Our Purpose

To facilitate the critical acceleration of consumer facing digital health projects (including our own) by simplifying the daunting task of multiple EMR integration.

The Tech

We used Collections, Environments, tried (and failed) to use OpenAPI (both as an import and a link), and did our first monitor test today.

Creatitivity

We didn't come to slay a mouse. We're trying to use POSTMAN to wrestle a handful of mission critical, gigantic, sporadically documented, poorly tech supported third party APIs to the mat. How hard could that be?

Inspiration

Fueled by C19, insurance incentives and changing patient behavior

2020 saw accelerating growth in healthcare startups and funding

More than 90% of new digital health startups in 2020 have an incredible tech hurdle to create a great experience…integration into doctor office systems, or Electronic Medical Records (EMRs)
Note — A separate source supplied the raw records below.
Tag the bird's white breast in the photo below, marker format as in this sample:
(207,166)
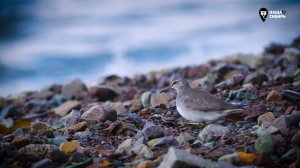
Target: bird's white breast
(198,116)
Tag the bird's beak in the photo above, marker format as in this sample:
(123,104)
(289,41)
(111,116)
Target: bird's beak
(165,89)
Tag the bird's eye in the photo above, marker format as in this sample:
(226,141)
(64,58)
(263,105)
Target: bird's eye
(174,83)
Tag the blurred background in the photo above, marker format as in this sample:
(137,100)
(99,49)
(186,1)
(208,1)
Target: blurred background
(51,41)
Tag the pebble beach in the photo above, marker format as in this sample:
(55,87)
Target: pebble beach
(127,122)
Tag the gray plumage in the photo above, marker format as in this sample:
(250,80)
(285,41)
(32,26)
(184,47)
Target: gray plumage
(197,105)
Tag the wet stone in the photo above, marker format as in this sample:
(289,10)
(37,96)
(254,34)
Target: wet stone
(146,98)
(267,117)
(118,106)
(146,164)
(66,107)
(45,163)
(273,96)
(72,87)
(281,123)
(103,93)
(20,141)
(57,140)
(38,150)
(78,127)
(142,150)
(124,146)
(78,157)
(99,113)
(69,147)
(212,131)
(265,143)
(40,128)
(158,99)
(184,137)
(255,78)
(180,158)
(154,131)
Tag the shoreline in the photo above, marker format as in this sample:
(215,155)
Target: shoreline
(124,121)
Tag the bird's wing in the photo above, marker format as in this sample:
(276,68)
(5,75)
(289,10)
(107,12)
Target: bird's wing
(202,101)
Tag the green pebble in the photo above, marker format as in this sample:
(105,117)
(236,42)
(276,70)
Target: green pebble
(145,99)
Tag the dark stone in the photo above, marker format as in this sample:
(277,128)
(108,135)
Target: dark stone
(154,131)
(103,93)
(45,163)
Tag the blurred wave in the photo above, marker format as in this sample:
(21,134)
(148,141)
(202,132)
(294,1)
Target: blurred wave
(45,42)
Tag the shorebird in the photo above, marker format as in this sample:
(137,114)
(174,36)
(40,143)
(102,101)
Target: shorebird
(200,106)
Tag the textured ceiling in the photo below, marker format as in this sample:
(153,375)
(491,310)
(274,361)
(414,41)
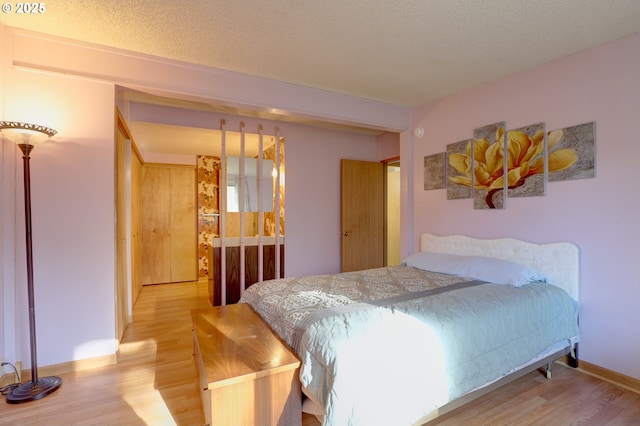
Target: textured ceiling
(407,52)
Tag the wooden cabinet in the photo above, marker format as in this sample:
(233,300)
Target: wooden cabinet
(232,267)
(247,375)
(169,224)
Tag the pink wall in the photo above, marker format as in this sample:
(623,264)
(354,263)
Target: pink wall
(599,215)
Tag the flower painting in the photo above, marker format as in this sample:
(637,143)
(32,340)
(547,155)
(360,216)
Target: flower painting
(526,166)
(459,170)
(488,167)
(517,163)
(572,152)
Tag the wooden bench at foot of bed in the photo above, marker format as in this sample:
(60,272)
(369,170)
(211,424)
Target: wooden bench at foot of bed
(247,375)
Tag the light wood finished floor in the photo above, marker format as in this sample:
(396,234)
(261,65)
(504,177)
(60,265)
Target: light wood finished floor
(154,383)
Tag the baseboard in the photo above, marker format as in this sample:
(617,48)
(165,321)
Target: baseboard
(607,375)
(72,366)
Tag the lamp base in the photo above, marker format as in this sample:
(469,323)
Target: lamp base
(31,391)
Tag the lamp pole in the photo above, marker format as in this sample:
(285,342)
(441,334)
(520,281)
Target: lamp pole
(38,387)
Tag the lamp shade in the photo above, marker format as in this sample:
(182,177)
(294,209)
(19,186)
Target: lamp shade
(25,133)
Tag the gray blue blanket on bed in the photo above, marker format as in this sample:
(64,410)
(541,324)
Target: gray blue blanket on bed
(406,340)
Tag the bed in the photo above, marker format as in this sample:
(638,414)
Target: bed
(404,344)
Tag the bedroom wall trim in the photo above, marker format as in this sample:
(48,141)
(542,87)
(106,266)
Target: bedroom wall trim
(64,368)
(607,375)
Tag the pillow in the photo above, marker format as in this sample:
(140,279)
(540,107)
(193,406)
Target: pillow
(488,269)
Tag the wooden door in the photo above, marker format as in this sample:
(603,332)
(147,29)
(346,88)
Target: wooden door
(122,301)
(136,223)
(362,215)
(169,228)
(156,227)
(184,227)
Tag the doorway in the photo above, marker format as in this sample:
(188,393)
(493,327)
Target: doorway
(392,213)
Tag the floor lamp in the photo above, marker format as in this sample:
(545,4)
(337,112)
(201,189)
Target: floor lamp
(26,136)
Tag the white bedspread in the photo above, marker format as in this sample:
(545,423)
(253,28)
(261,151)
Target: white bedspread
(382,365)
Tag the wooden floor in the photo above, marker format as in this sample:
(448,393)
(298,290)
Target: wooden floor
(154,383)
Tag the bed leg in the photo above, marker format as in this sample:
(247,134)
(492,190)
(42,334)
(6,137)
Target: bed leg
(572,358)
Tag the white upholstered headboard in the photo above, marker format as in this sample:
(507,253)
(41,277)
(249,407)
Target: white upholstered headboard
(558,261)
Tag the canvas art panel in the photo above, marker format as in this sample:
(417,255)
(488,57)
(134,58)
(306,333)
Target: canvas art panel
(434,171)
(526,165)
(489,167)
(572,152)
(459,170)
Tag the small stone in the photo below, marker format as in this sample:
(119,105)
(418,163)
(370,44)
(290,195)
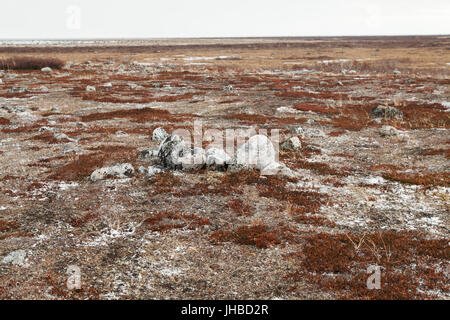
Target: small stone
(153,170)
(121,134)
(277,168)
(386,112)
(159,135)
(389,131)
(227,88)
(310,132)
(193,159)
(149,154)
(16,257)
(293,143)
(216,158)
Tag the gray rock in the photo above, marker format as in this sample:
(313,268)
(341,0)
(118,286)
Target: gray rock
(121,134)
(149,154)
(152,170)
(292,143)
(389,131)
(193,159)
(171,150)
(47,129)
(310,132)
(122,170)
(386,112)
(217,158)
(17,258)
(227,88)
(257,153)
(159,135)
(17,90)
(277,168)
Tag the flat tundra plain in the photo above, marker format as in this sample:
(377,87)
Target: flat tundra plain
(369,191)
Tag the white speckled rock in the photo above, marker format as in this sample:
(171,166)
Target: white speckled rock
(159,135)
(193,159)
(17,258)
(216,158)
(293,143)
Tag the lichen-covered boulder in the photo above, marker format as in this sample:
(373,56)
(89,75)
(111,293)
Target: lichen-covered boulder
(216,158)
(159,135)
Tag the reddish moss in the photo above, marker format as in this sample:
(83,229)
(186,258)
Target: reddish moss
(166,221)
(4,121)
(406,259)
(80,222)
(258,235)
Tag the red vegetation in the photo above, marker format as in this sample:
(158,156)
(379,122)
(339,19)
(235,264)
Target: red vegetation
(258,235)
(4,121)
(338,263)
(166,221)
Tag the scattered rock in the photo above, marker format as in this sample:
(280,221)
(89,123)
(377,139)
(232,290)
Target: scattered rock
(159,135)
(310,132)
(389,131)
(121,134)
(257,153)
(193,159)
(152,170)
(47,129)
(293,143)
(171,151)
(17,258)
(122,170)
(217,158)
(17,90)
(149,154)
(386,112)
(277,168)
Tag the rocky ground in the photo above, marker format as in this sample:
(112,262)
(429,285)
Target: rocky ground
(366,180)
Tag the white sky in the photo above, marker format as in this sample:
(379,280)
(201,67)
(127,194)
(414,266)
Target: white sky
(48,19)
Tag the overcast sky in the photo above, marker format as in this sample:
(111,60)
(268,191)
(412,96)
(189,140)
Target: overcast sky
(61,19)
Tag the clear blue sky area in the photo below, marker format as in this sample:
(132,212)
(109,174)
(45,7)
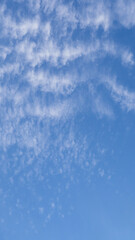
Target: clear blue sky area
(67,120)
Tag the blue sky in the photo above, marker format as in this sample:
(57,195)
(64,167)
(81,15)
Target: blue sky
(67,112)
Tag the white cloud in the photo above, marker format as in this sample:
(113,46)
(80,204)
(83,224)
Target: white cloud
(125,12)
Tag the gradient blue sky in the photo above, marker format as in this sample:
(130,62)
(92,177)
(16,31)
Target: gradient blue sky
(67,120)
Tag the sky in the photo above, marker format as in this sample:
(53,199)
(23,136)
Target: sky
(67,114)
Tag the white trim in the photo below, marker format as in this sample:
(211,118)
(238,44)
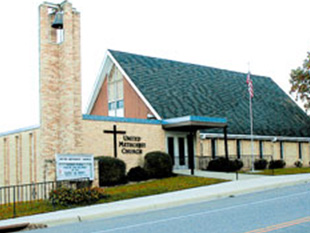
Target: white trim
(97,85)
(100,79)
(255,137)
(134,87)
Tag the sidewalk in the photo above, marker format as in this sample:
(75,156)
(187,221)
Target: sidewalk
(161,201)
(219,175)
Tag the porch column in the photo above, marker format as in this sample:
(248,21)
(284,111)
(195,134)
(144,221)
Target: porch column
(226,144)
(191,156)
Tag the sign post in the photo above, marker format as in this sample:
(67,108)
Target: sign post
(74,166)
(114,132)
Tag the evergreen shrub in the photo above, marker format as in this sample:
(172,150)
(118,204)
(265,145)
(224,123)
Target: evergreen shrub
(158,164)
(274,164)
(112,171)
(137,174)
(67,196)
(298,163)
(260,164)
(222,164)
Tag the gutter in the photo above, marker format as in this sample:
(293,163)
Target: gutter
(255,137)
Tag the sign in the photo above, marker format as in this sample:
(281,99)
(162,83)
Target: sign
(132,145)
(114,132)
(74,166)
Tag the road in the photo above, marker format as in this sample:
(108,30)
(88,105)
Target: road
(279,210)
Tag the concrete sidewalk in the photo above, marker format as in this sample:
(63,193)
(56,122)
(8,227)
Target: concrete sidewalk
(219,175)
(162,200)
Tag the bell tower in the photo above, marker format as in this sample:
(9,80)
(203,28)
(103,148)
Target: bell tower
(60,80)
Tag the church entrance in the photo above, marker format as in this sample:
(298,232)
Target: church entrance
(179,146)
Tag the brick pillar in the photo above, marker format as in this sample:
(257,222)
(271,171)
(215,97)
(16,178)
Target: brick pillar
(60,85)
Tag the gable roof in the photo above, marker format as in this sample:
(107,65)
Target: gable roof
(176,89)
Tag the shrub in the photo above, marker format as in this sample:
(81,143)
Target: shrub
(137,174)
(112,171)
(224,165)
(298,163)
(274,164)
(158,164)
(68,196)
(260,164)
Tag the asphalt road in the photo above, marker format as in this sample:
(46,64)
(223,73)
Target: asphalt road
(279,210)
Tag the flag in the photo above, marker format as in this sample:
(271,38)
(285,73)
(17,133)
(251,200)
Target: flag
(250,85)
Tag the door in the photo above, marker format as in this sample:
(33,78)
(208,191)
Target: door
(177,148)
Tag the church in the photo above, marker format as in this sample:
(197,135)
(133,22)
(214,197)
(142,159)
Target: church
(141,104)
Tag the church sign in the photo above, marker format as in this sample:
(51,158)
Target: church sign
(132,145)
(69,167)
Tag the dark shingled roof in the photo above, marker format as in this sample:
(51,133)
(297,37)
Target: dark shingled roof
(176,89)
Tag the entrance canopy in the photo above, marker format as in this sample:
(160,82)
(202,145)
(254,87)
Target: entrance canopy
(193,123)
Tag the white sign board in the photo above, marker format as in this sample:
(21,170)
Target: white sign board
(74,166)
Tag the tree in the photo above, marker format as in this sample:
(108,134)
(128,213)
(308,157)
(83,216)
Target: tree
(300,81)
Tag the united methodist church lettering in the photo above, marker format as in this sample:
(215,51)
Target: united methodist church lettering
(114,132)
(132,145)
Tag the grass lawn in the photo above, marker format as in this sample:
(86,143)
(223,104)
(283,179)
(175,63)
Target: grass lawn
(116,194)
(284,171)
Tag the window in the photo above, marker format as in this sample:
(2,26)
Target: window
(238,149)
(261,149)
(116,93)
(213,148)
(300,150)
(281,151)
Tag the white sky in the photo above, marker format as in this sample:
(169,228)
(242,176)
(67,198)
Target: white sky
(274,36)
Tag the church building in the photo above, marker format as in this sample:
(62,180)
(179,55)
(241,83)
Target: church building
(141,104)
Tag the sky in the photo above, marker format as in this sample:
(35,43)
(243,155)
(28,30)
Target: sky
(272,36)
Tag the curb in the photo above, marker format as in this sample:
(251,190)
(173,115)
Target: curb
(161,201)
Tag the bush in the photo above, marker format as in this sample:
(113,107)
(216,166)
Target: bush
(112,171)
(158,164)
(223,165)
(274,164)
(68,196)
(298,163)
(137,174)
(260,164)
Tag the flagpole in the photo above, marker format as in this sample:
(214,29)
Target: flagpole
(252,141)
(250,89)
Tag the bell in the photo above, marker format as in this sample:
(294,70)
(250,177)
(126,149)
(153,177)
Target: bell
(58,22)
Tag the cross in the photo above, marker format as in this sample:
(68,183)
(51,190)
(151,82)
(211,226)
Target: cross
(114,132)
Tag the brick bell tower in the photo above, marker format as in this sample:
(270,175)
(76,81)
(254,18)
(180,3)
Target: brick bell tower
(60,80)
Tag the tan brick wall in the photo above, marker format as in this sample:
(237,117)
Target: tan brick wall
(290,150)
(60,88)
(16,165)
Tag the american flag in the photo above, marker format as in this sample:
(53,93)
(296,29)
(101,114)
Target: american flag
(250,85)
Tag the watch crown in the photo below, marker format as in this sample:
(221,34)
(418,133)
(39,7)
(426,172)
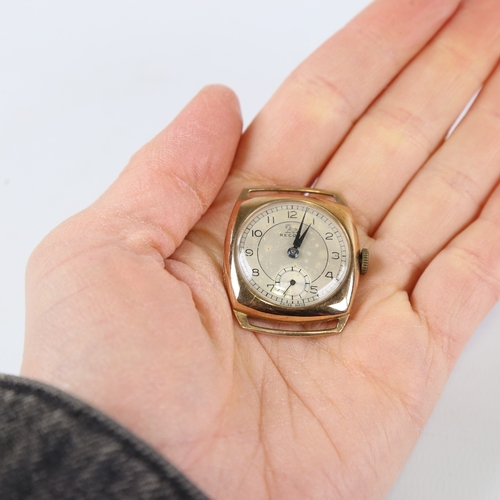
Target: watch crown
(364,258)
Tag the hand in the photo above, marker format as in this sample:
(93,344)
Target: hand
(127,310)
(299,238)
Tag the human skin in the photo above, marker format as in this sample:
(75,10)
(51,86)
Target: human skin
(127,310)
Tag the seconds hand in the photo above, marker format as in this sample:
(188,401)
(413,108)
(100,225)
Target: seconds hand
(293,252)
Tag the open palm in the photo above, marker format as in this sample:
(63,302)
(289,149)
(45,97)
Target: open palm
(126,305)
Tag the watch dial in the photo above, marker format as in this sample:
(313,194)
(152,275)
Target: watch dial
(292,253)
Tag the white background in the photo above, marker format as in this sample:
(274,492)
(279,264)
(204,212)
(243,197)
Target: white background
(84,84)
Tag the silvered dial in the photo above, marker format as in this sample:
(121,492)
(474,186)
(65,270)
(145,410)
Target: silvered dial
(292,253)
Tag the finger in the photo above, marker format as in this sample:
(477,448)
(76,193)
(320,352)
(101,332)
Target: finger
(173,179)
(462,283)
(400,131)
(304,122)
(447,193)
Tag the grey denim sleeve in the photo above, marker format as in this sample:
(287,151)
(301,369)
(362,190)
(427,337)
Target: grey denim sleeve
(53,446)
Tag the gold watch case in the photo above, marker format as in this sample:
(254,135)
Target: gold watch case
(327,315)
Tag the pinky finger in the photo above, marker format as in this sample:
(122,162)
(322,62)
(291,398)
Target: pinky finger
(462,284)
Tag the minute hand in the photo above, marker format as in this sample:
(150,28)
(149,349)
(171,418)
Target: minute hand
(299,238)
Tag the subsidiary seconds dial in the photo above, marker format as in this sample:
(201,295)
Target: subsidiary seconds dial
(292,253)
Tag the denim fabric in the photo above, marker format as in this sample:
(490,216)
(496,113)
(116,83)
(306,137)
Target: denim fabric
(53,446)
However, no two EMRs have either similar API calls or responses...

What it does

We built a POSTMAN workspace to facilitate development and testing

We cover about 85% of the market and enable dev and testing of both ADMIN and CLINICAL capabilities

For each call, we help build the request and show an example of the expected response

We also have some environmental variables setup for common parameters and for the demo we’ve populated a token and some EMR values

When we make the call, we also generate some some variable outputs that capture the EMR called, the FUNCTION called, and the RESULT

For our service, we need to NORMALIZE the results, so, for example, whether an EMR API result calls a diagnosis a PROBLEM, or a CONDITION or a DIAGNOSIS… we need to map it to a common vocab so we feed it to an API on our service and based on the last collection call, ensure the mapping is working [TESTING!}

How we built it

Lots o' manual data entry to capture the specific GET/POST/DELETE/PATCH schemas of the major EMR vendors.

A lot more data entry across the major EMR development environments to populate them with enough physician and patient data so that we could

oAuth setup always takes longer than we plan – the desktop version of POSTMAN was helpful for a couple of the integrations. We fought back the tedium with loud music.

Using RUN COLLECTION capabilities, error checking 108 different API calls was probablyamong the fastest/easiest parts of the project!

Challenges we ran into

It took us a while to figure out how setting variables in the test worked -- we ran the scripts, then went to ENVIRONMENTS thinking it would update there. It didn't. We abandoned the NORMALIZATION part of our project for awhile until we stumbled across where the variables were displayed, then it worked like a MONSTER.

We tried importing an OPEN API schema a couple of times. The tool recognized the format, but generated an error on three different types of attempts.

Accomplishments that we're proud of

  1. We've already used the tool for a little CODEGEN for some functions we hadn't quite locked down yet.

  2. We also found seven meaningful errors in our integrations. Doh.

What we learned

That we were using about 5% of what POSTMAN could do, and that the RUN COLLECTION feature is going to save us a TON of HEADACHES

What's next for EMR Interop – Attacking the Chaos

  1. A little more documentation -- if you have any EMR integration experience, you'll know how to use this, but we have started to build a quick walkthru

  2. We couldn't get the oAuth to work on the web version of POSTMAN (we could on the desktop) -- it's next on our list to make this a good testing tool

  3. We're looking into how we might convert this into an "availability check" tool for both ourselves and the EMRs (serendipitously [?] one of the EMR test environments went down while we were building, prompting one of the team members to ask "what's our fallback plan now when the EMR is not available?". Doh.)